Published on

k3s and tailscale networking problems

Authors

Previous post

Building Your Own Cloud Like Legos: reclaiming control of your data, services and infrastructure

Roadblockers

Setting up your own cloud itself is pretty straightforward, especially if you are on NixOS. To expose an API endpoint to the Internet, you just need to set up the DNS record with one command like this:

cloudflared tunnel route dns my-tunnel api.kosumi.dev

However, once I deploy my hello-world web server, I notice that it is very unstable. Sometimes it takes super long to respond, or sometimes unresponsive at all.

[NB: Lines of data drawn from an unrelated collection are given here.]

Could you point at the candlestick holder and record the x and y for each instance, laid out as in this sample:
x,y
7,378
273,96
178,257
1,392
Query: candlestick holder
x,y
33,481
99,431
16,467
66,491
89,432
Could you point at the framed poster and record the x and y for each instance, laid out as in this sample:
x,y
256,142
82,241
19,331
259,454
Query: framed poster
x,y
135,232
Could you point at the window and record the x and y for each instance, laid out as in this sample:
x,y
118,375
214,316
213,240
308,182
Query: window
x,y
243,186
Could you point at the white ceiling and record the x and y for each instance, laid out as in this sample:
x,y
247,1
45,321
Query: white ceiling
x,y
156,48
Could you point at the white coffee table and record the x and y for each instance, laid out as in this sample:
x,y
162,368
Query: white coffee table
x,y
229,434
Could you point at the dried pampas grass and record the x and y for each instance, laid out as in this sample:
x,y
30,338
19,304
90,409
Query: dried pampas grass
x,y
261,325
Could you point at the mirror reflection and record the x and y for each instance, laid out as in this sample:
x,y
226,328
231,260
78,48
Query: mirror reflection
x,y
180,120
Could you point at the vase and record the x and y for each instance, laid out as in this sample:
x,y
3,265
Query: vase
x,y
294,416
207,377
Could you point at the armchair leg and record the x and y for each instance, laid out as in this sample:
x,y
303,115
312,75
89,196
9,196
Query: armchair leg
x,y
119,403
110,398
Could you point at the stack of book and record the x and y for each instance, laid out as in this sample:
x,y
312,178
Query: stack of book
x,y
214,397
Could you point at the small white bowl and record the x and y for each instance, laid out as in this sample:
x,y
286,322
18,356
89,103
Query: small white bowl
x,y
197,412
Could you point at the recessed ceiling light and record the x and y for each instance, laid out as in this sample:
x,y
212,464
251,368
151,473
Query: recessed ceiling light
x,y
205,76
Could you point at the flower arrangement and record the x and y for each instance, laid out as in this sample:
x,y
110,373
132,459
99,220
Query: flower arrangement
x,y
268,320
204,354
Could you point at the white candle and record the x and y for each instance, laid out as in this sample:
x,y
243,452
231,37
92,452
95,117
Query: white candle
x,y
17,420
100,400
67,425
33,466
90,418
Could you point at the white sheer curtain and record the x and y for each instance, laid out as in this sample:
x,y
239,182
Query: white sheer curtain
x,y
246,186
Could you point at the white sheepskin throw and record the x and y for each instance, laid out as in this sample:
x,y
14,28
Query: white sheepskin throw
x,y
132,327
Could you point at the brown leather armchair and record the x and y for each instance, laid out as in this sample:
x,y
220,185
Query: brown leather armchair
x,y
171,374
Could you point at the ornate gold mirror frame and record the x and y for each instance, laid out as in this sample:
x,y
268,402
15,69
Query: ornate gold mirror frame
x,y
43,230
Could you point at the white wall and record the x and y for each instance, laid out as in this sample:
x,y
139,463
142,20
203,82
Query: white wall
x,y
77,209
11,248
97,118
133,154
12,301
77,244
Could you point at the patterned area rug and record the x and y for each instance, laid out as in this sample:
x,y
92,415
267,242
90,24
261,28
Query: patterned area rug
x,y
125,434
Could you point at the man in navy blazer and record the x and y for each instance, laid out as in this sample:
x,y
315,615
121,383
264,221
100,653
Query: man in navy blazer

At first I thought there was something wrong with the Cloudflared helm chart. Switching from the official chart to the community one did not help.

I used

kubectl debug -it -n cloudflared-tunnel my-cloudflared-tq7d8 --image=busybox -- sh

to attach to the cloudflared pod to run commands. I noticed 2 problems:

  • Sometimes DNS resolution does not work. It can resolve public domains like google.com but not cluster domains like http://rust-hello.default.svc.cluster.local.
  • Sometimes DNS resolution works but it can not connect to the cluster service ip.

I used Chatgpt to guide my debugging along the way. I even fired up codex to let it execute kubectl commands.

They are quite helpful, especially for a newbie like me. They quickly found 2 root cause:

  • Tailscale overwrites host /etc/resolv.conf The coredns service in k3s is responsible for resolving cluster domains like the one shown above. By default it will forward external domains like google.com to the host DNS server in /etc/resolv.conf. The problem is when you have tailscale enabled in your host system, your /etc/resolv.conf is overwritten by it, then the DNS resolution will be forward to tailscale DNS server, which may have trouble resolving cloudflare domains like argotunnel.com. The solution is to enable systemd-resolved service. . You can also use this command to manually add DNS nameservers in forward:

    kubectl -n kube-system edit cm coredns
    # forward 1.1.1.1 8.8.8.8
    
  • The CNI plugin may be broken

    A CNI (Container Network Interface) plugin in Kubernetes is a component that implements the CNI specification, an open standard for configuring network interfaces in Linux containers. Its primary role is to manage the network connectivity for Kubernetes Pods.

    It took me some time to confirm this. None of the solutions proposed by Chatgpt worked. Finally I found this github issue by googling: it turned out that k3s default CNI was indeed broken. My k3s version is

    > k3s --version
    k3s version v1.33.5+k3s1 (fab4a5c3)
    go version go1.25.1
    

    You can check the commit where I fixed it:

Reflection

It took me almost a week to get things straight, which is definitely longer than necessary and bad for mental health.

I had other priorities but got obsessed with this.

I should have attacked debugging problem more strategically.